Virgin well positioned to deal with Brexit fallout as profits continue to rise
Edinburgh-based challenger bank Virgin Money has reported a sharp rise in profits for the first half of the year.
The result marks a strong performance for the lender, which employs 200 at its headquarters in the Scottish capital.
Underlying pre-tax profit rose 53 per cent to £101.8 million as net lending hit £2.2 billion, an increase of 29 per cent, while credit card balances increased 31 per cent to £2.1bn.
The lender also said it is well placed to deal with the fallout of the referendum on European Union membership, although it said it has decided to suspend a move into the small and medium-sized business and unsecured lending arena.

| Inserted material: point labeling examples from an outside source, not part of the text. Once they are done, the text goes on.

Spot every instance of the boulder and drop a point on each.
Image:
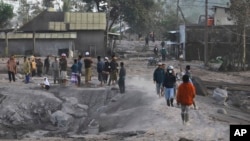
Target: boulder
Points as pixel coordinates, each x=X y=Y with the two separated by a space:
x=61 y=119
x=72 y=107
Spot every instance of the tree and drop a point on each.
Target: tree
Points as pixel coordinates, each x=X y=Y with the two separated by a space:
x=240 y=12
x=6 y=13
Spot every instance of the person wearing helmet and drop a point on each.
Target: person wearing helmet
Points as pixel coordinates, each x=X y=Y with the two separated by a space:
x=169 y=85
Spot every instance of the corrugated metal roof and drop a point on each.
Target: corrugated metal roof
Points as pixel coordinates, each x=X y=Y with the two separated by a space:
x=60 y=21
x=64 y=35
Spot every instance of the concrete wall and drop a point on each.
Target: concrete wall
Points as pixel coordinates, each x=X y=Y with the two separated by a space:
x=43 y=47
x=50 y=47
x=92 y=41
x=221 y=17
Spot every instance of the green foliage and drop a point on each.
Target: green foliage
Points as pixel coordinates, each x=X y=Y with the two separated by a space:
x=6 y=13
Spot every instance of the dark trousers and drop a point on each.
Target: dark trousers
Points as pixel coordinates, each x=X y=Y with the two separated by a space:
x=27 y=78
x=46 y=69
x=121 y=84
x=33 y=73
x=11 y=76
x=39 y=72
x=163 y=57
x=105 y=78
x=79 y=79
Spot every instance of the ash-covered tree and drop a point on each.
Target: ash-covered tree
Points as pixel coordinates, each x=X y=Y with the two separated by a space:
x=240 y=13
x=6 y=13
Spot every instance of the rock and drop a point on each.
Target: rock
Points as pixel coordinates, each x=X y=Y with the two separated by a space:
x=61 y=119
x=220 y=95
x=222 y=111
x=74 y=110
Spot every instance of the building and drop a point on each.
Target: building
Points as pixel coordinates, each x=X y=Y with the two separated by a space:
x=222 y=16
x=50 y=33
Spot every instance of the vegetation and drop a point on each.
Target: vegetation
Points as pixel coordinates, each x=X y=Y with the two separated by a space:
x=240 y=12
x=6 y=13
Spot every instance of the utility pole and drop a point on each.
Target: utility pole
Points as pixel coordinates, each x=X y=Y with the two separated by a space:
x=177 y=14
x=206 y=36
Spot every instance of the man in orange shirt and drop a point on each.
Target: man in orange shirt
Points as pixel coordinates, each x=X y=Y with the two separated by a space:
x=185 y=97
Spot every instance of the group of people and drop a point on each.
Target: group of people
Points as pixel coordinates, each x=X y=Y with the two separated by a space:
x=163 y=51
x=165 y=80
x=108 y=71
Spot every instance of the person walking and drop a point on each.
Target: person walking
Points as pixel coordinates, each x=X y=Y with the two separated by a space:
x=106 y=70
x=33 y=67
x=55 y=68
x=12 y=68
x=26 y=69
x=169 y=84
x=185 y=96
x=100 y=66
x=113 y=70
x=158 y=77
x=163 y=53
x=156 y=51
x=39 y=66
x=121 y=80
x=74 y=72
x=63 y=68
x=87 y=64
x=188 y=72
x=47 y=65
x=79 y=63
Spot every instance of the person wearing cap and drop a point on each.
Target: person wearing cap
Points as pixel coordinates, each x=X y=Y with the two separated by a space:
x=87 y=64
x=106 y=70
x=63 y=68
x=169 y=83
x=158 y=78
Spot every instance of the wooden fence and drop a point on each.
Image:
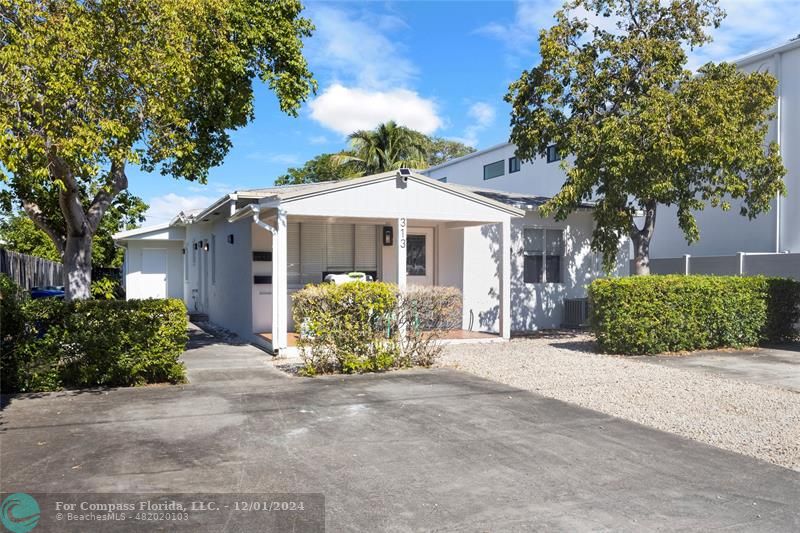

It also noted that the mortgage market could slow, unemployment may rise and interest rates could be reduced and stay low.
Addressing the ‘Brexit’ vote, the bank said: “Virgin Money is in a strong position to deal with a period of post-referendum uncertainty. Since the vote to leave the EU we have experienced continued strong customer demand and no evidence of changes in customer behaviour.”
Chief executive Jayne-Anne Gadhia said: “Virgin Money is in a strong position to deal with a period of post-referendum uncertainty as a low-risk retail bank with a high-quality asset base and unburdened by legacy conduct issues. We look to the future with confidence.”
She added: “Our strategy is focused on creating a business that can continue to grow, maintaining our excellent asset quality, and successfully delivering sustainable shareholder returns through the economic cycle.
“As part of this, we have decided that it is prudent to defer our SME and unsecured lending plans and focus investment on enhancing our digital capability.”